Juif et résistant : genèse d’une identité

BINISTI Patrick, Juif et résistant : genèse d’une identité, Maîtrise [Antoine Prost], Univ. Paris 1 CRHMSS, 1993, 148 p.

L’historiographie révèle une problématique jusque-là ignorée ou occultée : la recherche identitaire juive au travers de l’intérêt porté à la Résistance juive.

Vers la fin des années soixante, et de façon plus marquée encore à la charnière des années 1970-1980, le débat se cristallisa sur la question de l’identité. En effet ; définir la judéité revenait éventuellement à donner sa spécificité à la Résistance juive. Se penchant sur ce débat, les historiens crurent reconnaître les traits pertinents du processus de construction de mémoire. Les témoins s’opposèrent à cette interprétation perçue comme un effet de style propre aux intellectuels. De fait, émergeait le clivage entre discours savant et dominant tenu par l’Université, et le savoir empirique issu du vécu. Les historiens désiraient des concepts opératoires. Les acteurs luttaient pour défendre une mémoire, une représentation, une spécificité juives.

La recherche identitaire est le fruit de cette lutte. Les notions de groupe social, communauté, peuple, furent alors abordées. Apparurent les dimensions personnelles et multiformes de la judéité laissant en suspens toute tentative de généralisation, de définition absolue.

Ces conclusions floues conduisirent à réfléchir sur le thème de la mémoire collective. Les questions s’orientèrent donc vers les raisons politiques, historiques et psychologiques qui auraient amené ce groupe humain à reconstruire un passé à partir d’un événement transmué en élément fondateur d’une mémoire : la Résistance juive.

Un bref historique révéla que la « communauté » juive était passée du désir d’assimilation à une méfiance à l’égard de la France. Désormais, les Juifs ne pouvaient plus se projeter dans le pays des Droits de l’Homme ; l’image de la Révolution émancipatrice avait été brisée.
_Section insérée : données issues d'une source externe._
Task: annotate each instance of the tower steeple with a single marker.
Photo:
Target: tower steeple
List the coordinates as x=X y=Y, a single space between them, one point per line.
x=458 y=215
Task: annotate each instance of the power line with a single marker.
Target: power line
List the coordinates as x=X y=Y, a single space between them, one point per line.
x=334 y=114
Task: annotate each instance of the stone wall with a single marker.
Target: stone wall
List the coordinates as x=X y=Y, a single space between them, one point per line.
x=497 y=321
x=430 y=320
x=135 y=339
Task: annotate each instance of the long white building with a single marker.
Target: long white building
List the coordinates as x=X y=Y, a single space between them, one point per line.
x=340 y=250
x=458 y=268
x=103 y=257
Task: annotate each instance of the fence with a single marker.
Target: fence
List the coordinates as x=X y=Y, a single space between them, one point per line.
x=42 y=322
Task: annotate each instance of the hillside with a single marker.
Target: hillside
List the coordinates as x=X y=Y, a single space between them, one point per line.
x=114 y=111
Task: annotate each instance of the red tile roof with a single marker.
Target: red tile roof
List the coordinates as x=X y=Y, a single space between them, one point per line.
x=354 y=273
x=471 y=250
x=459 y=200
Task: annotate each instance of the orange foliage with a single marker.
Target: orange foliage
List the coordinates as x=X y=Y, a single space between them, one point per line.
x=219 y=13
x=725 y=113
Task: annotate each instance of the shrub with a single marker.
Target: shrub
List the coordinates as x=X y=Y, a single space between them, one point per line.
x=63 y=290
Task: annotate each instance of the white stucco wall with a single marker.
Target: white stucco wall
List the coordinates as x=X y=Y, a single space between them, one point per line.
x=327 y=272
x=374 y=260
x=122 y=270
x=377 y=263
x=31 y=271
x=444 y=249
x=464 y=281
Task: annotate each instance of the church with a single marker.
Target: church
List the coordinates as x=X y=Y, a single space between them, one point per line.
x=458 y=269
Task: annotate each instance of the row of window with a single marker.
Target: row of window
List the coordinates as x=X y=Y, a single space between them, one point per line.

La définition de la judéité, redevenant le principal élément identitaire, fut alors véhiculée en partie par le sionisme et bientôt par l’État d’Israël.

Les raisons psychosociologiques sont de l’ordre de la sauvegarde d’une culture et de la perpétuation du sentiment d’appartenance à un groupe qui se sent, dans le fond, dénué d’éléments définitionnels.

Enfin, l’étude comparative de la presse juive et de la presse générale démontre l’intérêt « intra-communautaire » que suscite le sujet. Ce phénomène prouve combien l’enjeu de mémoire est primordial, et combien la Résistance juive est chargée de significations qui dépassent le cadre strictement historique.